SPDqueer Baden-Württemberg

Arbeitsgemeinschaft der SPD für Akzeptanz und Gleichstellung

Nicht nur schrille Vögel: Interview mit Steffen Schaffner, Mitorganisator des Stuttgarter CSDs

Veröffentlicht am 04.08.2010 in Presseecho

Am vergangenen Sonntag ist der Stuttgarter Chris­topher Street Day (CSD), süddeutschlands größtes schwul-lesbisches Festival, zu Ende gegangen. Steffen Schaffner war als Landesvorsitzender der Arbeits­gemeinschaft Lesben und Schwule in der SPD an der Organisation der Themenwoche beteiligt. Wir unterhielten uns mit dem 26-Jährigen über Gleichstellung und Toleranz.

Von Johannes Klemeyer

Herr Schaffner, der CSD 2010 ist vorbei - wie fällt Ihr Fazit in diesem Jahr aus?
Schaffner: Es war eine sehr gelungene und harmonische Veranstaltung, unter anderem mit einem schönen Empfang im Rathaus, an dem übrigens zum ersten Mal auch Oberbürgermeister Schuster teilnahm. Gut, dass er sich auch mal dazu bekennt, dass die Stadt bunt ist.

Stichwort »bunt«: Hat sich für Homosexuelle bezüglich ihrer Akzeptanz etwas getan?
Schaffner: Auf jeden Fall. Die Gesellschaft hat sich verändert, und damit auch das Bild von schwulen und lesbischen Menschen.

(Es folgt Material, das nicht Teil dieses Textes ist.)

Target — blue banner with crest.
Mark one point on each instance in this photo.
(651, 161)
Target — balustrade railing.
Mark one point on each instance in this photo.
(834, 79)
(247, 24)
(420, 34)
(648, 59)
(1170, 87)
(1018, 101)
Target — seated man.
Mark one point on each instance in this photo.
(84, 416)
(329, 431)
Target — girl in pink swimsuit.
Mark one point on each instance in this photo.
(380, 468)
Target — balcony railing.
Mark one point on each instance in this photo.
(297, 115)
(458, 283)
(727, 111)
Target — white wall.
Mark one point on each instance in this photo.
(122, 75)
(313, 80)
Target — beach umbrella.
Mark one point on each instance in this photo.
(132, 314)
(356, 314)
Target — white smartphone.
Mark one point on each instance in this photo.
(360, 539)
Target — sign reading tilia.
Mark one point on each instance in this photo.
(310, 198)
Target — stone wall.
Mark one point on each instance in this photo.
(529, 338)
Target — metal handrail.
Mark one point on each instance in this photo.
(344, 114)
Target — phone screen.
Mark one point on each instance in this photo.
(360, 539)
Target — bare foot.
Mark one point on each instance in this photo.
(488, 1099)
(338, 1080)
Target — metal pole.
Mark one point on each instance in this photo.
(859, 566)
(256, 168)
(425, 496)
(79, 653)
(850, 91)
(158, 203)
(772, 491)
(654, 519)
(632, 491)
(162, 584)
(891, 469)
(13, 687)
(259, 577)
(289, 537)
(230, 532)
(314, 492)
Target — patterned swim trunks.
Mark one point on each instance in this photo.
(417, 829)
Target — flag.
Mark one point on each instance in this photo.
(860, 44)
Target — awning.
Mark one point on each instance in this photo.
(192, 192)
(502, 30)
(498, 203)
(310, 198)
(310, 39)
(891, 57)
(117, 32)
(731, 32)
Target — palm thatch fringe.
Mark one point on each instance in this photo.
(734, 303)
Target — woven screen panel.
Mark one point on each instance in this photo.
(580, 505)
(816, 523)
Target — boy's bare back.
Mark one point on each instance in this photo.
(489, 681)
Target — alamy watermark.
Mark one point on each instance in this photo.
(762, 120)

Die 1998 eingeführte Homo-Ehe hat dazu sicherlich ebenso beigetragen wie Politiker wie Klaus Wowereit, der das Thema Schwulsein in die Öffentlichkeit der Gesellschaft gebracht hat. Heute wissen die meisten, dass wir nicht nur schrille Vögel sind.

Gilt das denn auch für eine Stadt wie Stuttgart?
Schaffner: In Stuttgart lebst Du im Alltag als Homo­sexueller eigentlich auch nicht anders als ein Heterosexueller. Die Stuttgarter Gesellschaft ist in dieser Hinsicht sehr offen und tolerant. Wenn in Stuttgart ein schwules Paar über die Königsstraße geht, schauen vielleicht drei oder vier Leute etwas komisch. Wenn man das in der als so locker geltenden Stadt Köln macht, weiß jeder gleich, dass Du ein Tourist bist.

Das verwundert im ersten Moment. Warum ist dem so?
Schaffner: Köln ist sehr katholisch geprägt. Da ist es selbst heute für homosexuelle Paare nicht selbstverständlich, sich händchenhaltend in der Öffentlichkeit zu zeigen. Aber generell gilt gerade für die Großstädte Deutschlands, dass man dort als Schwuler keine Probleme hat.

Hat man es demzufolge heute auch einfacher, sich als homosexueller Mensch zu bekennen?
Schaffner: Das persönliche »Coming-Out« ist gesellschaftlich einfacher, individuell aber genauso schwierig wie früher. Wenn Du etwa als Jugendlicher zum ersten Mal bemerkst, dass Du Männer attraktiv findest, hälst Du es zunächst für eine Phase, die vorübergeht. Wenn das dann aber nicht der Fall ist, bricht da erst einmal eine komplette Welt zusammen. Schließlich wachsen wir alle mit einem bestimmten Gesellschaftsbild auf. Und da ist es eben nach wie vor zunächst so, das man den Schulabschluss macht, dann die Ausbildung und dann eine Familie gründet - als Mann und Frau.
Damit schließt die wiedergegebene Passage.